More than trolling: What happens on the Internet undeniably affects the "real" world, especially in that harassment disproportionately disadvantages and silences some populations — namely women, LGBT individuals and people of color — more than others.
"We have watched people slowly leave the space of trying to make change in the world because of online harassment," May said. It's a point that others have echoed, including journalist Michelle Goldberg, who earlier this year explored the phenomenon of feminist writers being driven off the Internet altogether by harassment for the Washington Post.
This is why, May said, it's so important to "come up with some ways to address this that's more than just telling people to 'not feed the trolls' or 'get a thicker skin.'"
But such a solution is elusive, as those who attempt to report harassment face multiple levels of incompetence. Journalist Amanda Hess wrote in 2014 that when she attempted to report rape and death threats to police, the officer handling her report asked, "What is Twitter?" May echoed that countless women have experienced (and continue to experience) similarly ignorant reactions when they attempt to report.
Credible threats: The problem, May said, is that the language of existing laws fail to "account for ever-evolving technologies and tactics to terrorize women." Loopholes in these laws enable "types of harassment that wouldn't be allowable in the workplace or even on the street."

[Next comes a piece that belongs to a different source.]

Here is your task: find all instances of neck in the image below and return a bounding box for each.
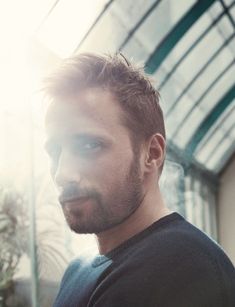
[96,188,171,254]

A prime example of this failure of language is the concept of a "credible threat." In order to pursue claims of harassment, police must deem the threat "credible," although what determines credibility is seemingly up for interpretation. "The number of things I've reported or helped other people report where [authorities have] said, 'That's not a direct threat' are jaw-dropping to me," activist Jaclyn Friedman, who collaborated with Twitter to address online harassment in 2014, previously told Mic.
Anti-harassment advocate Soraya Chemaly also questions the ambiguity of the "credible threat" standard. One woman Chemaly encountered, for example, was sent illustrations in which she was being sexually assaulted, drugged and raped by her harasser. The police told the woman that her threat didn't register as credible. "She has repeatedly sent me her police reports and their feedback," Chemaly told Mic. "I think more than anything she doesn't want to feel like a crazy person, and so she needs someone to believe that she's credible. Because so many victims [are told] over and over again, 'You must be exaggerating, you must be lying, you must be crazy.'"
None of this accounts for the complex histories members of certain communities have had with police. Internet hostility may affect women from all walks of life, but women of color and LGBT-identified women run into a unique problem.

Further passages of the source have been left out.